Title: SRE Devops infrastructure Engineer
Location: SFO, CA (5 Days Onsite) Local Candidates only final round face to face
Job Description:
We are seeking a SRE Infrastructure Resource having 8+ years ofprofessional experience ensuring the reliability, scalability, and performance of Google Cloud-based services through automation, monitoring, and proactive engineering. Key responsibilities include managing infrastructure as code (Terraform), optimizing GKE/Kubernetes, incident response, and implementing SLIs/SLOs to minimize manual toil.
This role requires close collaboration with cross‑functional teams, adherence to DevOps and Agile practices, and ownership of service quality and delivery.
Key Responsibilities
- GCP Infrastructure Management: Design, deploy, and maintain robust infrastructure components, including VPCs, Compute Engine, GKE (Kubernetes), and storage solutions.
- Automation & IaC: Utilize Terraform or Deployment Manager to manage cloud resources and build CI/CD pipelines to automate deployments.
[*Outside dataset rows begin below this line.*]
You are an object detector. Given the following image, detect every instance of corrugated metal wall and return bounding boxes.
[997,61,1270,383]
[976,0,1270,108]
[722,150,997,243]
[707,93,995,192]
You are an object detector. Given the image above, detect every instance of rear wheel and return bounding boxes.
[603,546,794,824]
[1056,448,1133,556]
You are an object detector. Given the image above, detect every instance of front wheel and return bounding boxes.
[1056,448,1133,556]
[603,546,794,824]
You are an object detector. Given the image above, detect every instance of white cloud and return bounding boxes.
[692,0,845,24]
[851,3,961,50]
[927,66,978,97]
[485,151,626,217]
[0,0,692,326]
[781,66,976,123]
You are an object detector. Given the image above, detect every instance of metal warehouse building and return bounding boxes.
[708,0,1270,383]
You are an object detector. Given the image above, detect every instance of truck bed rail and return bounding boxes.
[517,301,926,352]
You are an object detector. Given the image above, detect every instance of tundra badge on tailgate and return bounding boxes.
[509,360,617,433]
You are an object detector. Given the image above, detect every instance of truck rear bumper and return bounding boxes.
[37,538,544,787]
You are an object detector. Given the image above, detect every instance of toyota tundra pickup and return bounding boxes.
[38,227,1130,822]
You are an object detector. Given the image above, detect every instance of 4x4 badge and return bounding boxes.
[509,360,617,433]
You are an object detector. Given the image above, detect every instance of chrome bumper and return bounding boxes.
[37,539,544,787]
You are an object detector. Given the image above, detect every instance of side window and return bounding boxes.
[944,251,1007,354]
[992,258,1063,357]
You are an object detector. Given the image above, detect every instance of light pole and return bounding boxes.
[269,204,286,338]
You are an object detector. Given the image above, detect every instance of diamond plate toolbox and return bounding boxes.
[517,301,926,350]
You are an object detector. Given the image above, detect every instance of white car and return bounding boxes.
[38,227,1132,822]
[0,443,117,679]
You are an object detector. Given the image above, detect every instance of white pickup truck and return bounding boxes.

Minimizing manual, repetitive tasks by developing automation scripts and custom tools to streamline deployments and operations.
- Observability & Incident Management: Develop monitoring, alerting, and logging systems (e.g., Cloud Monitoring, Prometheus, Grafana). Act as primary on-call to troubleshoot production incidents.
- Incident Management: Serving as a first responder for system outages and conducting deep-dive root cause analysis (post-mortems) to prevent recurrence
- CI/CD Pipeline Management: Designing and supporting automated deployment pipelines using Jenkins, ArgoCD, Artifactory, DevSecOps, GitLab CI, or GitHub Actions
- Reliability Engineering: Define and maintain Service Level Indicators (SLIs) and Service Level Objectives (SLOs) - Latency, Traffic, Errors, and Saturation
- Optimization & Security: Proactively optimize infrastructure for cost, performance, and security compliance.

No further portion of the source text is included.